In today’s case (Howe v. Hwang) the Plaintiff commenced a lawsuit alleging negligence following a series of complications relating to the surgical treatment of diverticulitis.
The parties settled on damages but the issues of liability (fault) remained open for the court to decide. The Plaintiff elected trial by jury. The Defendants objected arguing a medical malpractice case was too complex for a jury to understand. Master Keighley disagreed and provided the following reasons in upholding the Plaintiff’s right to trial by jury :
 My authority to grant the order sought is discretionary. In exercising this discretion, I must consider the issues holistically, in determining whether, at the conclusion of my analysis, the considerations raised by Rule 12-6(5) support the defence assertion that this case is not appropriate for a decision by a jury.
 It may go without saying that the jury in this case will be required to engage in a prolonged examination of documents, that the resolution of the issues before this jury will require a scientific or local investigation and that the issues are of an intricate and complex nature. Thus my discretion is engaged.
 Amongst the factors which I have considered in determining that it is appropriate to have this case tried by a judge and jury, I have considered the following:
1. The anticipated length of the trial.
 The trial will not be a long one. It is presently anticipated by counsel that it will take perhaps ten or 11 days of the three weeks set aside. This reduction in time is primarily the result of the resolution of the claims against Dr. Crowley, and the agreement which has been reached with respect to damages. The jury will not be obliged to retain the technical knowledge they acquire for many weeks before delivering its verdict
2. The number of experts to be called.
 As I have indicated, the plaintiff will be relying on two experts and the defendant on three.
3. The volume of expert evidence.
 As is the case with most expert reports, the text is dense and replete with scientific terminology. But in objective terms the reports, as I have indicated, total 32 pages, far from a vast volume of expert reports.
4. The nature and character of the expert evidence.

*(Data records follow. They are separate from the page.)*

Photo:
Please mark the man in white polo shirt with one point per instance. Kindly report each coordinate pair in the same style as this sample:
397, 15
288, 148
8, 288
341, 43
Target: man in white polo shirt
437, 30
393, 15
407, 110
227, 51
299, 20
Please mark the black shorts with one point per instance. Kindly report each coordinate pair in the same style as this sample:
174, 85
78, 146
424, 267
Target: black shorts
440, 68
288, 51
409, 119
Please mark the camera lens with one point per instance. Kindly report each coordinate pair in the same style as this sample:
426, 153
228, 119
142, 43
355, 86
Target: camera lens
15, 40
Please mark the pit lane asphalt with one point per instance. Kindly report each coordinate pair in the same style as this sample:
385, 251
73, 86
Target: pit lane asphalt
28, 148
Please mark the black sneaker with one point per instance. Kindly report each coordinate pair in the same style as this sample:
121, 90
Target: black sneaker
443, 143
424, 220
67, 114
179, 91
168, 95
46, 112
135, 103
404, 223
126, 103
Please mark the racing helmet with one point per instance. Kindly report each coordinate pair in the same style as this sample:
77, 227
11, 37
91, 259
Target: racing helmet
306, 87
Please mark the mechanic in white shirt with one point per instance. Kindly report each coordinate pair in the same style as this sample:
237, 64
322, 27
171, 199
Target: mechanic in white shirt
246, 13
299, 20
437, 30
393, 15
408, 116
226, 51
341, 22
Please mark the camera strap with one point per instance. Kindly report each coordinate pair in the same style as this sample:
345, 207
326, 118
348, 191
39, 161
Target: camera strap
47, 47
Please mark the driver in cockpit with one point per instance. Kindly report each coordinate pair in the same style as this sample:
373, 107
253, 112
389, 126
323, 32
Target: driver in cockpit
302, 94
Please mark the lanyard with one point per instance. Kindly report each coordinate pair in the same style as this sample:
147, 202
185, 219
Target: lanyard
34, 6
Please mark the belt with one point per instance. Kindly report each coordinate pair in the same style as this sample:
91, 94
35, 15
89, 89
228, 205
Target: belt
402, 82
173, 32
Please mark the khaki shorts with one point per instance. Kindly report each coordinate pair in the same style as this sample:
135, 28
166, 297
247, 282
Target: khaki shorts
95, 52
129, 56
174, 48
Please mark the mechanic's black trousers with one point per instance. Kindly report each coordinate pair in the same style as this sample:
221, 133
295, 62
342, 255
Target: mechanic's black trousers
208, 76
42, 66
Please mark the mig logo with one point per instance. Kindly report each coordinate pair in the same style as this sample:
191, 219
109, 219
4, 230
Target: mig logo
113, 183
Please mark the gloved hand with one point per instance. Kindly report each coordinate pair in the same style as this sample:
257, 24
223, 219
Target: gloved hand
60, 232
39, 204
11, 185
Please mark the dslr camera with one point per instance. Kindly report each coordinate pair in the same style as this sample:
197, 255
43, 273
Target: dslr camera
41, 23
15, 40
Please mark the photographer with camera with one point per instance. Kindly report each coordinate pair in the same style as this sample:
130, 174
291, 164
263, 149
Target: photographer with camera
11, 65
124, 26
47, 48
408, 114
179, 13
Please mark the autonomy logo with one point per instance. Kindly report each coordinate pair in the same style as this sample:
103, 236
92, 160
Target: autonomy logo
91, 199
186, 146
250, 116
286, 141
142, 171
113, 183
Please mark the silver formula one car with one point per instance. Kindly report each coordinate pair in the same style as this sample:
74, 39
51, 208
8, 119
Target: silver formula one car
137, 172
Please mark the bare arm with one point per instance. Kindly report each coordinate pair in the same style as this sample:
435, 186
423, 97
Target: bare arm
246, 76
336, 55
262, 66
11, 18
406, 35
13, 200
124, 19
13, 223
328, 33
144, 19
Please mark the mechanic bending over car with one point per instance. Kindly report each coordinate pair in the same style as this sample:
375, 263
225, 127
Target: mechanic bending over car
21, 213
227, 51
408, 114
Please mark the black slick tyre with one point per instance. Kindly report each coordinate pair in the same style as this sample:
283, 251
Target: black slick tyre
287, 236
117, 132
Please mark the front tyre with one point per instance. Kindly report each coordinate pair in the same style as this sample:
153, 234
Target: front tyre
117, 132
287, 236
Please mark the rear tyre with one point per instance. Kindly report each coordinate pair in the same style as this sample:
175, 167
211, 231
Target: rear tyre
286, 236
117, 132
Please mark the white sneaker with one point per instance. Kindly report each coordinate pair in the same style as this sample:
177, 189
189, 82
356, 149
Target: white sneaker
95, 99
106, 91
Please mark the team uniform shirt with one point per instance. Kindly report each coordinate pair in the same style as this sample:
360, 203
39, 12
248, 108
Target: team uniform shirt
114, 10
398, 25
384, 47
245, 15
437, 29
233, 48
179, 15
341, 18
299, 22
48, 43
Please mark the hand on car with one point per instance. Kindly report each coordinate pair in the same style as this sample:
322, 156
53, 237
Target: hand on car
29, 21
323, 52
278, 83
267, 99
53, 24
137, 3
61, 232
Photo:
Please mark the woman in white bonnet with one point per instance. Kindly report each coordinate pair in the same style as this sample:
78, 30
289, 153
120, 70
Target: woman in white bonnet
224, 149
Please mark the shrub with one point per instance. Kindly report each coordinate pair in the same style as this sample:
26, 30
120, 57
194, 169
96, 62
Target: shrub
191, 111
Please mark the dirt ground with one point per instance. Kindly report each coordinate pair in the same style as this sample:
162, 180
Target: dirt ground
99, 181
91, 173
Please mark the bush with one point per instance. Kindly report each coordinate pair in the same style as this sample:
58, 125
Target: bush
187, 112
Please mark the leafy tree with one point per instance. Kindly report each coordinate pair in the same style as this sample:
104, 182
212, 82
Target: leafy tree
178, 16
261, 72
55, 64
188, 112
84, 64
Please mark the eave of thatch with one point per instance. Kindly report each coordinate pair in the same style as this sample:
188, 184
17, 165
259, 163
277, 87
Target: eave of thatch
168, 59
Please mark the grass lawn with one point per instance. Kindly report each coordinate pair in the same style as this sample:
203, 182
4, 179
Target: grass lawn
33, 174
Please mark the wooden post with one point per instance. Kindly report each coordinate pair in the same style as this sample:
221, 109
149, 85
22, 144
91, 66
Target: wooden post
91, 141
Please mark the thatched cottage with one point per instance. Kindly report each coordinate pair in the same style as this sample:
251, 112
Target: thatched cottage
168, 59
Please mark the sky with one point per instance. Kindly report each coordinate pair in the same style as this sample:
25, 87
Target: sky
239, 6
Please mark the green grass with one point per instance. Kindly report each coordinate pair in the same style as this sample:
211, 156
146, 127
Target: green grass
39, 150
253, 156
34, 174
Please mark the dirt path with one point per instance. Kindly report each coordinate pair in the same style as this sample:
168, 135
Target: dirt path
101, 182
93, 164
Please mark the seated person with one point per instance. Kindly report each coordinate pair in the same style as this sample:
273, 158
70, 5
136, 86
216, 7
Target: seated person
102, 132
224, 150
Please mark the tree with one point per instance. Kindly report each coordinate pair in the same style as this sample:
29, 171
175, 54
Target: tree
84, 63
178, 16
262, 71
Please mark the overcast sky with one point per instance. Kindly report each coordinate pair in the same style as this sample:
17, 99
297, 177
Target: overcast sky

 The jury will be obliged to consider conflicting opinion with respect to the conduct of the defendant. I have reviewed the medical reports. While I am untrained in medical matters I have no difficulty in following the rationale expressed by the experts or understanding the terminology used. I cannot see that a jury, properly instructed, will have difficulty in coming to a conclusion on the basis of technical issues alone. The opinions of all five experts are clearly stated and, apparently, objective. Juries are, of course, often called upon to deal with conflicting expert evidence with respect to medical issues in the context of personal injury litigation. I do not regard the terminology which appears in the pleadings or the expert reports as being mysterious or opaque. I am confident that with supplementary assistance from the experts, counsel and the presiding judge, the reports may be appropriately dealt with by a jury.
 In summary, although the jury in this case will be obliged to deal with technically demanding scientific medical issues and unfamiliar terminology, as well as the conflicting evidence of experts, I am not satisfied that those considerations put this case beyond the range of functions credited to juries in our system.
 As previously indicated to counsel, the application is dismissed. The issue of costs was dealt with at the conclusion of the hearing.